Scientists have developed a tool that can identify potential ‘Jekyll and Hyde’ drugs capable of transforming a healing drug into a harmful version.
While pharmaceutical drugs are researched and manufactured with the intention of helping a patient, sometimes little-understood risks can lead to that drug turning on its master and inflicting serious harm on the patient.
In a paper published to the journal Angewandte Chemie, a team of UK researchers has revealed a tool that can test whether such a scenario is likely in a new drug, an area that has often been overlooked by the pharmaceutical industry.
The team believes that the new method could potentially lead to a significant reduction in the financial risk associated with drug development by identifying at-risk drug candidates early on in the production process, eventually leading to the efficient development of safe medication.
Right- and left-handed medication
The issue with medication comes from the fact that drug compounds known as enantiomers exist in either a ‘right-handed’ or ‘left-handed’ form, both of which have identical chemical compositions but which can’t create a superimposable image on one another.
Medication can contain both right- and left-handed versions of a compound but often, only one of a drug’s enantiomers is responsible for the desired physiologic effects, while the other enantiomer is less active, inactive or can sometimes produce adverse effects.
A famous example is thalidomide, which was sold in a number of countries over a period of four years, but caused numerous birth defects because while one enantiomer caused the intended sedative effects, the other created the birth defects.

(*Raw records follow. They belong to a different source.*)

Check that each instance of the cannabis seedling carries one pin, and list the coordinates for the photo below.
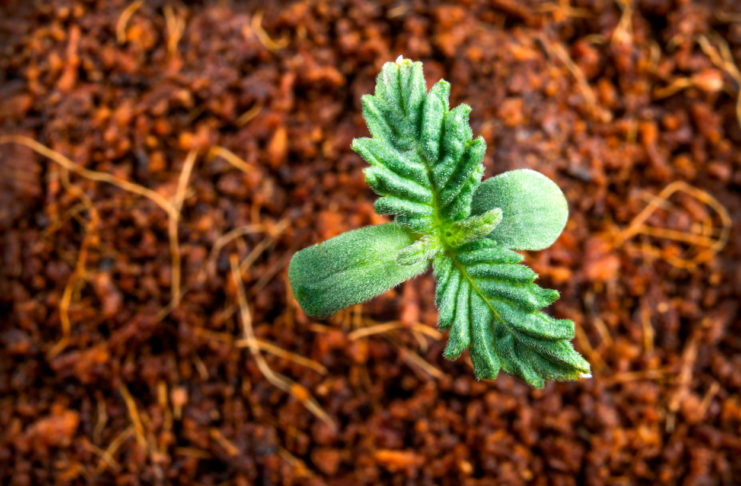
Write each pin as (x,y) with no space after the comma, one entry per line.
(427,169)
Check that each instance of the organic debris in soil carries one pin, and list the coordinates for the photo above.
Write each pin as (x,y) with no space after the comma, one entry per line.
(161,163)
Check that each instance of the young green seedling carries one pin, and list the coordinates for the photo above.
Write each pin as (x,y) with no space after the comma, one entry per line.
(427,168)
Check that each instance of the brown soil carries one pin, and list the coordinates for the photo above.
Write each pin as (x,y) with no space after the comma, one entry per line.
(124,358)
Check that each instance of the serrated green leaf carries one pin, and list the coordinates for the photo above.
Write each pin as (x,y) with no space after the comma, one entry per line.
(534,209)
(427,168)
(424,163)
(506,328)
(351,268)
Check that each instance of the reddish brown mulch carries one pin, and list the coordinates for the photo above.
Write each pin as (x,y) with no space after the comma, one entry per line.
(614,103)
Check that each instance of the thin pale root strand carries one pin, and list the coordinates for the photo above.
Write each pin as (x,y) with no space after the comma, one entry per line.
(279,381)
(709,243)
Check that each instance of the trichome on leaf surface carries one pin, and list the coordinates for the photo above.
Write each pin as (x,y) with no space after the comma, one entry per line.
(427,168)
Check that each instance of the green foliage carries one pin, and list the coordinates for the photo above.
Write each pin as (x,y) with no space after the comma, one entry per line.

While this crisis led to the banning of thalidomide and the ending of two enantiomer drugs, single enantiomer drugs can still create the flipped effect through a process known as racemisation, caused by the drug’s interaction with basic compounds in the water in the body.
Manufacture safer medication
So, to create this new test, the team simulated the chemical conditions of the human body and introduced a number of drugs to the system.
After monitoring their effects, the team was able to a create a simple mathematical model that could quickly predict the rate of racemisation in any drug compound, thereby indicating how safe and productive that drug would be if administered.
“While compounds are routinely tested to ensure they are inherently stable under physiological conditions, not much thought has been given as to how to prevent configurational instability at the design stage, using suitable predictive models,” said the study’s lead author, Dr Niek Buurma of Cardiff University.
“We believe that this risk assessment will make it possible to manufacture safer medication by helping the pharmaceutical industry to quickly spot medication that will fail during development, and focus their efforts on compounds that are more likely to work.”